Três leitores indagam-me sobre a desativada equipe de corridas TA LENTOS e as causas de seu desaparecimento. Longe de ser uma equipe como tantas, organizada oficialmente, com treinos semanais e programação, a TA LENTOS reunia cerca de 10 amigos, a grande maioria descendente de japoneses, para encontros em corridas determinadas, entre elas as provas de revezamento da Ayrton Senna (Autódromo de Interlagos) e a do Pão de Açucar (Ibirapuera). Congraçamento. alegria contagiante e a permanência na arena durante toda a competição de revezamento que para nós, oito corredores, suplantava bem as quatro horas de duração. O meu ingresso deu-se em 2008. Após sessões de quimioterapia a que me submeti para tratar de um câncer que quase me levou aos anjinhos, continuei e continuo, hoje com visitas periódicas, a frequentar o consultório da mesma médica que me acompanha desde 2004, a competente hematologista e hemoterapeuta, Drª Ana Rita Burgos Manhani. Como chefe da enfermagem da clínica em que trabalhava a Drª Ana Rita, a enfermeira Cristina Ito, ao saber que passara a correr em 2008, convidou-me a ingressar na TA LENTOS. Foram anos muito felizes participando de corridas em São Paulo, Mogi das Cruzes e Osasco. Com o desligamento de alguns, a TA LENTOS perdeu o sentido, mas não o vínculo amistoso, pois constantemente encontro três corredores da equipe, o casal Américo-Regina Umeda e André Shigueo nas muitas corridas de rua existentes. Shigueo até hoje prestigia a TA LENTOS ao vestir a camisa da equipe com desenho jocoso realizado por Luca Vitali.

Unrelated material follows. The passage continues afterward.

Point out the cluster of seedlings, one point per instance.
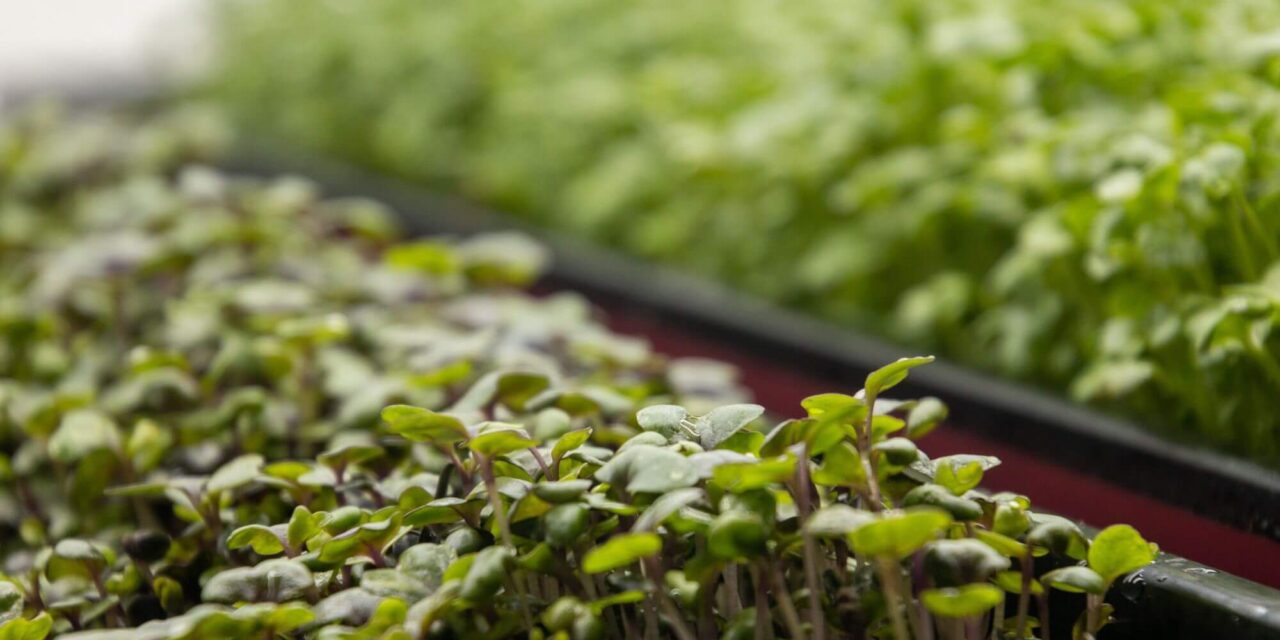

Outros leitores escrevem para que opine esporadicamente sobre política. Fi-lo pouquíssimas vezes. Há incontáveis articulistas e radialistas que tratam do tema de maneira competente. Contudo, segmento expressivo entre eles que, graças à carga repetitiva do discuso com nítida orientação, é detectado facilmente pelo leitor ou ouvinte atento. Quando percebo o “ranço” partidário, passo ao largo. Creio, todavia, que a corrupção endêmica, acentuada de maneira estratosférica no Brasil neste século, verdadeiro saque aos cofres públicos, terá uma diminuição sensível com os novos governantes, mas estará longe de desaparecer, pois enraizada nessa relação espúria político-empresário. Sob outro aspecto, o povo, razão essencial de uma nação, basicamente não mais crê em nossa Justiça. Triste fato.

Por fim, as mensagens estimulantes apenas acentuam a vontade de continuar a escrever, uma de minhas grandes alegrias. Desvinculado de quaisquer interesses relacionados a patrocínios, felizmente nunca buscados, o que me possibilita a total independência, prossigo aos 80 anos escrevendo com o mesmo prazer que me levava a redigir artigos para o jornal do Liceu Pasteur, “O Arauto”, na longínqua juventude, quando em bancos escolares. E os textos continuarão a fluir, assim espero.

In this post I reply to questions  frequently posed by readers: my musical engagements, reading choices, trips, recordings, races and even my political opinions. The messages received are a stimulus to go on writing, something I do with the same enthusiasm of the time I was a student at Liceu Pasteur and a “columnist” of “O Arauto”, the school newspaper.